Sunday, March 27, 2011

Tunneling Effect and Perceptions

Humans are prone to tunneling, the more intelligent the person is the more precise would be his justification for tunneling.

Here is how tunneling is defined:

First Problem:
Given a piece of information, man would make an assumption/forecast or estimate. Basically he would make a perception based on the data. Now the problem is that he wouldn't really be confident about his perception if the information is too less. As we increase the information provided, the confidence in the perception increases linearly. As the confidence increases, then so does the precision and we start adding details to our perception.


Second Problem:
As you make a perception, then that perception becomes contagious and humans start to think in groups. The first perception influences the second perception made by someone else and the First Problem spreads like a disease.


Here is a real life example. 100 years ago, Jews were persecuted by Christians but lived in relative harmony in Ottoman Empire. 100 years later, Jews are loved by Christians and persecuted by Muslims. Historical perceptions not only tunnel but these perceptions flip flop.

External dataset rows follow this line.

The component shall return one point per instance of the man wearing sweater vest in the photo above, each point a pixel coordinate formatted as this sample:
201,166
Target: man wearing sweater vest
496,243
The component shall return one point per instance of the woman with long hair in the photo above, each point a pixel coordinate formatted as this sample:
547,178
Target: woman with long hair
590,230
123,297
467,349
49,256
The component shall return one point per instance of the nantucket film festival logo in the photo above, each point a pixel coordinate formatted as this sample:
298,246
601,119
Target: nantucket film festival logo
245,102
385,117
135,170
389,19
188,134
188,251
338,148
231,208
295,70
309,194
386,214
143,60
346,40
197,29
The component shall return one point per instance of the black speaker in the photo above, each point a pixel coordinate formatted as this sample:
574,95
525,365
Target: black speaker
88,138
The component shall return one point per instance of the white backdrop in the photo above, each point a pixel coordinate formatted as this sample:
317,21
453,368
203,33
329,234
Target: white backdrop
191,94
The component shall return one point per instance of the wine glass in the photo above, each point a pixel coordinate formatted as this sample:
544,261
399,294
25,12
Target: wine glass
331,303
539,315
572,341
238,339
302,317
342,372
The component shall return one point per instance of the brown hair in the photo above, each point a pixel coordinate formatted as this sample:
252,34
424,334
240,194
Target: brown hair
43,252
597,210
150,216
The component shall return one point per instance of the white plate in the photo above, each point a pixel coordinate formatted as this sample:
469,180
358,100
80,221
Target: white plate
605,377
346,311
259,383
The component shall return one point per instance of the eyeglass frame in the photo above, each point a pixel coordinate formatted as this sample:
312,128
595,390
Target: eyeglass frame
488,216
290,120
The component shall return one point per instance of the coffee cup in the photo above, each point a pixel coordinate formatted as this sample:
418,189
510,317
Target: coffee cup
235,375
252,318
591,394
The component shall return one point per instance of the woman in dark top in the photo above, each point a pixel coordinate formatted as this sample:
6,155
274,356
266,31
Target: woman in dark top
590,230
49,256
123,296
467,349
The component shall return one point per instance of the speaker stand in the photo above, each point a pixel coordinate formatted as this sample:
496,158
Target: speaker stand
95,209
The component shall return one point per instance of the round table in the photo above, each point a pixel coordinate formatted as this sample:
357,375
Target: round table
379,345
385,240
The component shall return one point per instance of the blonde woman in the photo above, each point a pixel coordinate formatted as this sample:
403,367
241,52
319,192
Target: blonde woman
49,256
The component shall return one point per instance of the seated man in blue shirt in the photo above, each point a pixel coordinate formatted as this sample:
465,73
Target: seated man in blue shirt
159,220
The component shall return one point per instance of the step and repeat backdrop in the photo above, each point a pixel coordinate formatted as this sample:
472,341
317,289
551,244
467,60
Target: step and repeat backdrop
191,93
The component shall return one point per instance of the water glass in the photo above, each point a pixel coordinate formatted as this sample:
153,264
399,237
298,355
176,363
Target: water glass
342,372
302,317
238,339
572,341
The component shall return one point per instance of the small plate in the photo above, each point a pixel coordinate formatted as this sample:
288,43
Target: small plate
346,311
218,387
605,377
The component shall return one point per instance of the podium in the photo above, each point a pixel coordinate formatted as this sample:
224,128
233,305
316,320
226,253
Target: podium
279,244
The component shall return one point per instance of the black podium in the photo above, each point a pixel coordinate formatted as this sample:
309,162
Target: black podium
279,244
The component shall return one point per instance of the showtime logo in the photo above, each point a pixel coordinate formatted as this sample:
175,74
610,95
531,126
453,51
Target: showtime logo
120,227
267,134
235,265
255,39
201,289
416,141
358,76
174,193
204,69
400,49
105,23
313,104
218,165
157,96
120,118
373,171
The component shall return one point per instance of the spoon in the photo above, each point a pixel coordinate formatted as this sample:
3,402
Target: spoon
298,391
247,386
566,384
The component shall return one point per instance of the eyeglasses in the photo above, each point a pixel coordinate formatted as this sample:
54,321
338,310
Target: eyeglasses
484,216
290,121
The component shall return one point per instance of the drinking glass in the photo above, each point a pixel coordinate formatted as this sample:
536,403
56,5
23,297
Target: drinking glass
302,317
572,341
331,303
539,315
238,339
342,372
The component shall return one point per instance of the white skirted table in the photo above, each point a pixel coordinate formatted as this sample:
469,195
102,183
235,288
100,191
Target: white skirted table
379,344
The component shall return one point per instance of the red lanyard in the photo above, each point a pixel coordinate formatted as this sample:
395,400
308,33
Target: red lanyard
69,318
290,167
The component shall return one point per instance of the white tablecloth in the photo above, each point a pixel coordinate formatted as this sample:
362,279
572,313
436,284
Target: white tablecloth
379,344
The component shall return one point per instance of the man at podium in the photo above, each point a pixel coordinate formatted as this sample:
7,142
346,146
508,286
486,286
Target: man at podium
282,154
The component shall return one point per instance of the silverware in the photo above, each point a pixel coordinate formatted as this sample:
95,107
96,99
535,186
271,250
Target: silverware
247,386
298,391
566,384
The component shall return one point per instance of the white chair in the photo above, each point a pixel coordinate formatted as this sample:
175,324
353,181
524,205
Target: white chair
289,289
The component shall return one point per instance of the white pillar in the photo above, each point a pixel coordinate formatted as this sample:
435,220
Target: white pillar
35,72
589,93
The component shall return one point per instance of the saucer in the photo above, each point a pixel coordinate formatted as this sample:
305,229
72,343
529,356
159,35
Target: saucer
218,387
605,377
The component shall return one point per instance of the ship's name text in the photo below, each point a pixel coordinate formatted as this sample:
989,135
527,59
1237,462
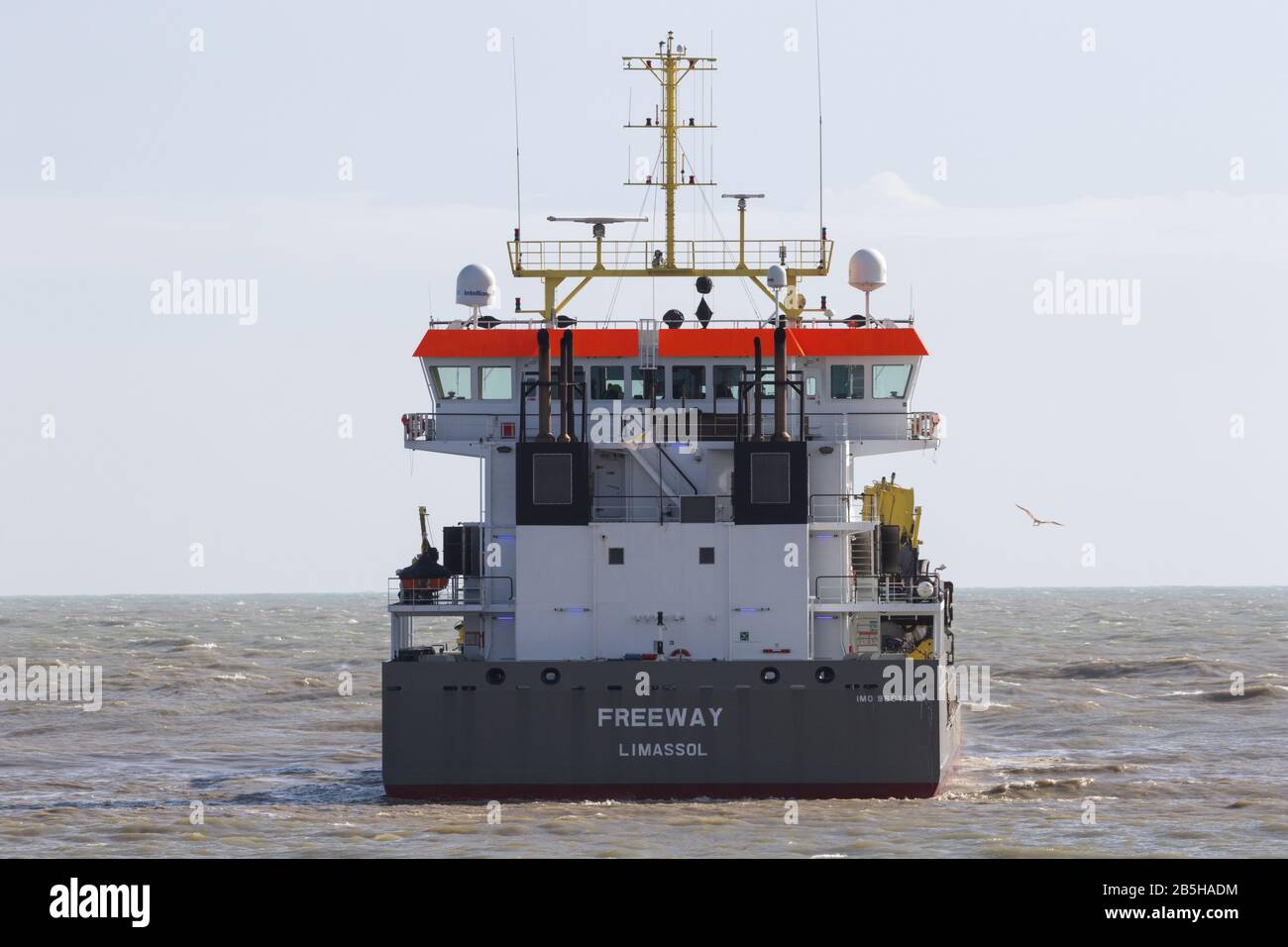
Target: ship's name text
660,716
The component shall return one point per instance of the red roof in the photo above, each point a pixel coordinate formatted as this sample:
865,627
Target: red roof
673,343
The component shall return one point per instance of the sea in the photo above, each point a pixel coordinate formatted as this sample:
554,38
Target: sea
1121,722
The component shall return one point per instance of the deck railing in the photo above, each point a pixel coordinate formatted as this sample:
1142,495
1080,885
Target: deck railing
533,257
712,425
459,590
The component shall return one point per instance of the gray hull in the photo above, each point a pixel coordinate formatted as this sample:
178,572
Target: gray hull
711,728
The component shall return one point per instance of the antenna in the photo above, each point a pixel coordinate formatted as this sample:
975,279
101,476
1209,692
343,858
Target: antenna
518,185
818,68
597,223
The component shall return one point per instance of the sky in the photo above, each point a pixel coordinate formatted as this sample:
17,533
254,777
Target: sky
349,158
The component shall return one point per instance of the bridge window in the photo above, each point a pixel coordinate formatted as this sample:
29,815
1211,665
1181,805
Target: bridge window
690,381
494,381
726,377
451,381
606,381
846,381
643,382
890,380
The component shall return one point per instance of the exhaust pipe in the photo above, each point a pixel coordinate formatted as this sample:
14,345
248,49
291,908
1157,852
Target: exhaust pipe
781,432
544,385
566,384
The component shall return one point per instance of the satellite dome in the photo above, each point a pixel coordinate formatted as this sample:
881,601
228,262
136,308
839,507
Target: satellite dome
476,286
867,270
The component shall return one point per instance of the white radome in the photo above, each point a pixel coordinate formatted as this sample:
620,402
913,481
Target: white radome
476,286
867,270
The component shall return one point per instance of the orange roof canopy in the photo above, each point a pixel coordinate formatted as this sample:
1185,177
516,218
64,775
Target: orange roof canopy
673,343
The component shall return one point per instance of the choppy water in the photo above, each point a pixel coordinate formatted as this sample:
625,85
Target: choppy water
1121,697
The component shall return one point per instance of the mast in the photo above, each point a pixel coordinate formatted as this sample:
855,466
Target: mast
554,262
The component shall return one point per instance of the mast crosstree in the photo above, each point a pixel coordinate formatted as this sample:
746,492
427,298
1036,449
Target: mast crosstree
553,262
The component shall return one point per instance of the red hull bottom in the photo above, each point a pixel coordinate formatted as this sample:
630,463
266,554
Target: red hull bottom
658,792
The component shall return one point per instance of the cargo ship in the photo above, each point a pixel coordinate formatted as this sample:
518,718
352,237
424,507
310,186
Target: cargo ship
688,577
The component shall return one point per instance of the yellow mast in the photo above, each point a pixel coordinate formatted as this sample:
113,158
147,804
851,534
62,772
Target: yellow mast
553,262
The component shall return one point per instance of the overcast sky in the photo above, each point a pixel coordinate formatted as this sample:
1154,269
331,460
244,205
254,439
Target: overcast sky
982,147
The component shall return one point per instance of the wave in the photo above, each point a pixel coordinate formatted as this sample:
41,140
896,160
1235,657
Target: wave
1100,669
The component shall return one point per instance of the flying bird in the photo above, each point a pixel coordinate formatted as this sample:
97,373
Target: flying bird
1035,521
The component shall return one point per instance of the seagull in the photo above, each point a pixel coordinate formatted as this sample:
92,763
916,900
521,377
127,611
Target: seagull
1035,521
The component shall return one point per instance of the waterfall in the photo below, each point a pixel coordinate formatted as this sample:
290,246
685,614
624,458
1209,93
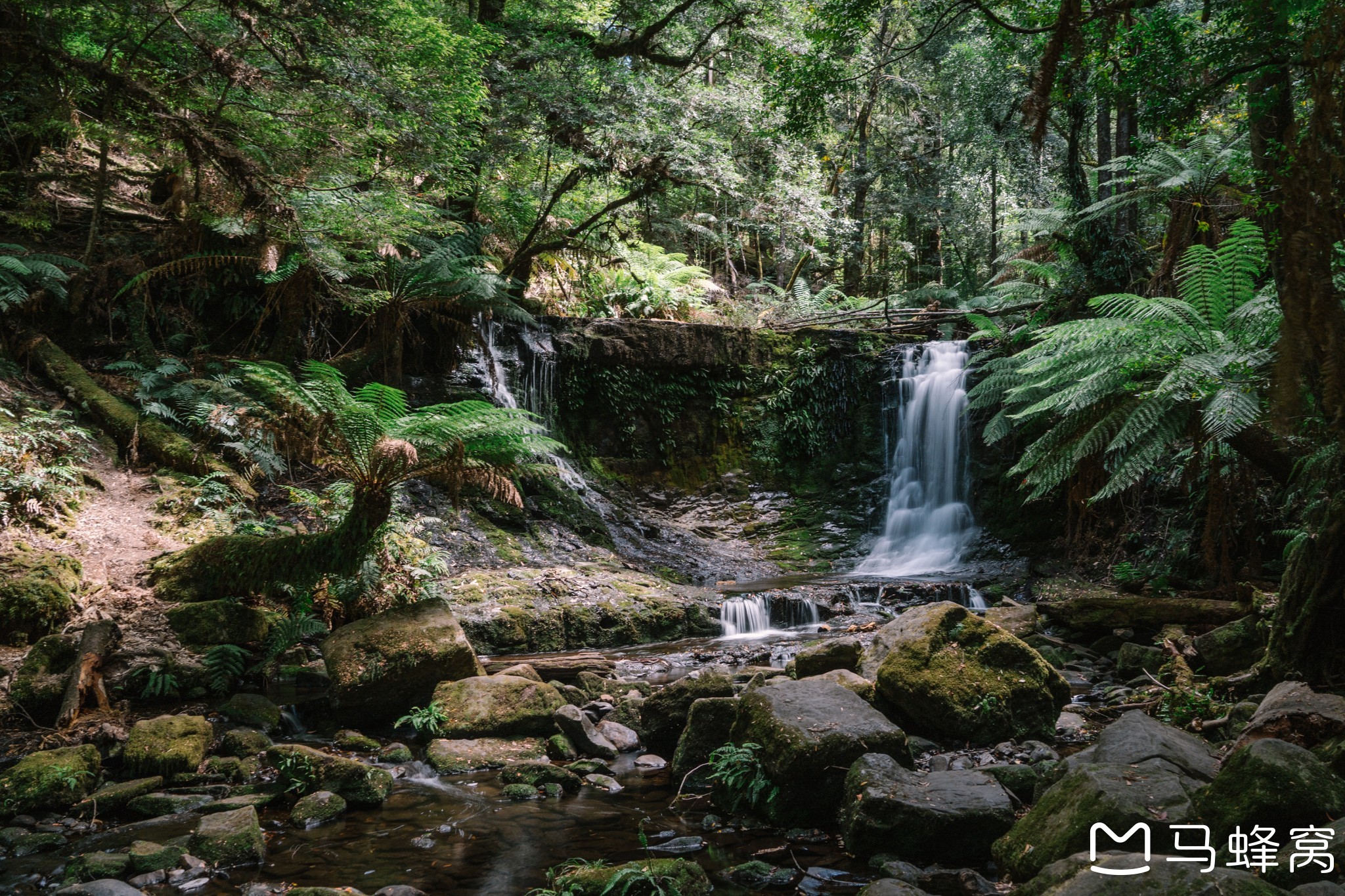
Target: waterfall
929,523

An increasing information makes you more confident in your perceptions and people rarely question these perceptions due to the high confidence level.

Whenever we read a book which negates are previous perceptions and allows us to form new ones then we religiously believe in these new perceptions. Now increasing information doesn't lead to an increase in perception but leads to more confusion as at any time the information provided would be incomplete. I have been talking to atheist recently and I soon realized that they had really high confidence levels in their "rational method", yet when I asked some serious philosophical questions related to episteme and incompleteness of information then they rarely had any coherent replies.